Era un tarjetón de cartulina que en una cara incluía el sello y espacio para anotar la dirección del destinatario, dejando en blanco el dorso para que se pudiera escribir el correspondiente mensaje. Es a finales del siglo XIX, con la mejora de los métodos de impresión, cuando aparece la tarjeta postal ilustrada, impresa y editada por la industria privada. La Unión Postal Universal determinó que su tamaño fuera 9 x 14 cm., que después se amplió y pasó a ser de 10,5 x 15 cm.

En nuestros días, el servicio de correos las admite de varios tamaños que pueden exigir distinto franqueo, lo que quiere decir que se siguen editando y vendiendo, especialmente en enclaves turísticos como el nuestro. Las encontramos en los expositores que exhiben las librerías, los quioscos de prensa y hoteles.

Lo curioso es que, por lo general, ya no las compramos para darles el uso que les era propio. Las adquirimos, las más de las veces, porque ofreciéndonos una extraordinaria calidad de impresión, nos atrae determinado paisaje; o porque nos descubren rincones que conviene visitar; o porque nos dejan un recuerdo de lugares a los que no podremos volver; o las compramos, sencillamente, -yo lo hago con cierta frecuencia-, para utilizarlas como punto de libro.

Las más antiguas

Las postales más antiguas que recuerdo eran de tres tipos. La mayoría de ellas venían ilustradas en blanco y negro con argumentos folklóricos, paisajes y monumentos; las había también para felicitar las Pascuas con belenes y demás motivos navideños que rezaban el preceptivo «¡Feliz Navidad y próspero Año Nuevo!»; y abundaban, finalmente, unas tarjetas coloreadas en melancólicos sepias y amarillos, en melifluos rosas y leves azules, que mostraban motivos florales y parejas amarteladas.

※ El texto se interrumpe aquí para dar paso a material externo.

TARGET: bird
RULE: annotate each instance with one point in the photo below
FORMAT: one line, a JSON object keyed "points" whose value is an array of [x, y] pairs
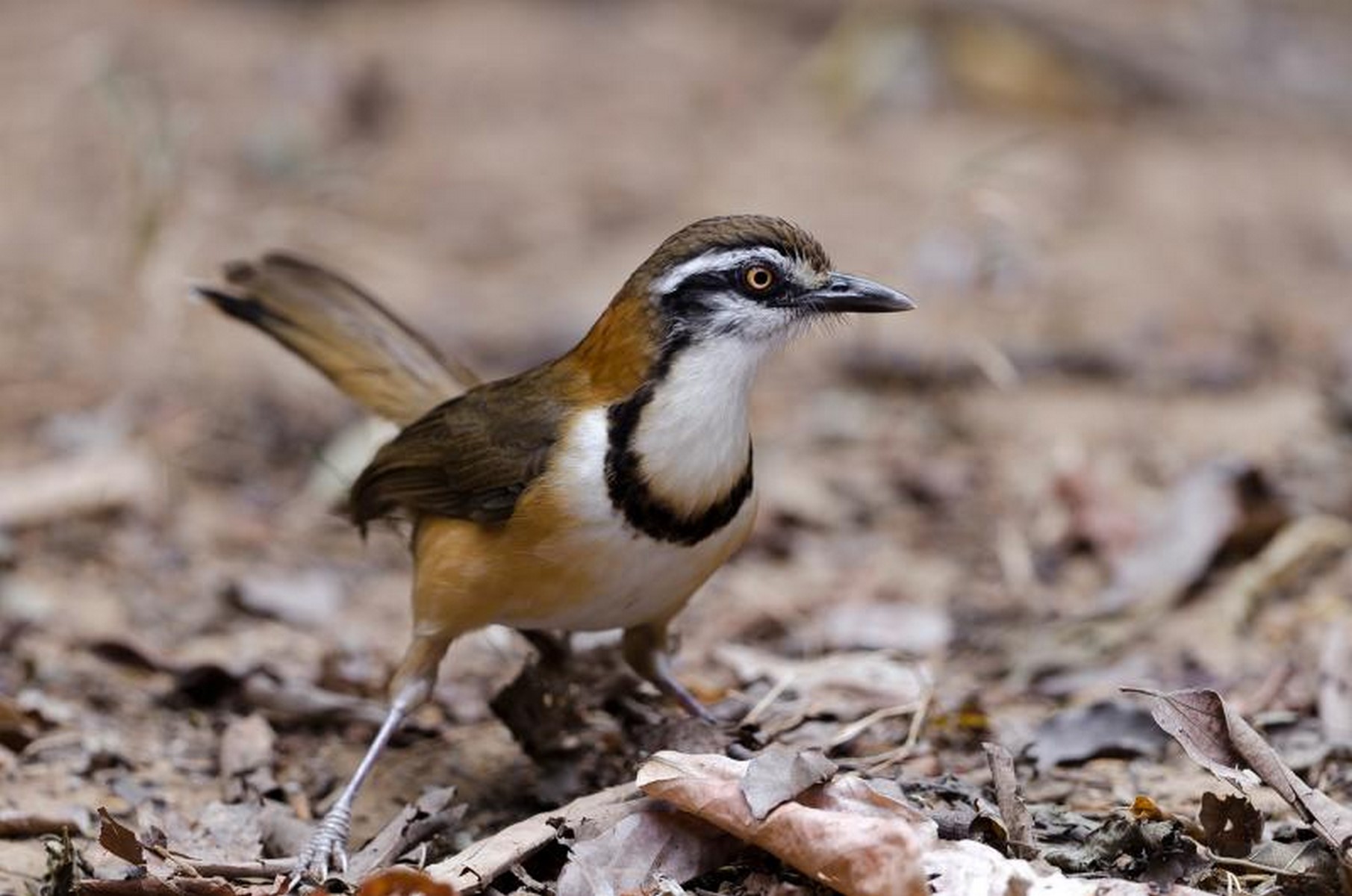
{"points": [[595, 491]]}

Estas últimas eran de un subido kitsch, de una estética cursi y hortera que daba grima. A la fototípia y la cromolitografía de los primeros tiempos siguió el huecograbado que permitió grandes tirajes. Un detalle que hoy es de gran ayuda para el estudio de las postales fue la regulación que tuvieron a partir de 1958: todas las tarjetas debían llevar en su reverso, tras el número de Depósito legal, el año de edición o, en su defecto, un número romano que tomaba el 1957 como año cero, de manera que una postal con un 'I' era de 1958, con una o 'V' de 1962 y así sucesivamente. Y aquí lo dejo. Queda por hacer un estudio comparativo entre lo que, desde el punto de vista documental, han significado las postales en comparación con las fotografías. Y no nos vendría mal un estudio de las distintas familias y tipologías que a lo largo del tiempo han tenido nuestras entrañables postales, un trabajo que nos aportaría interesantes detalles de los tiempos que nos han traído a los que ahora vivimos.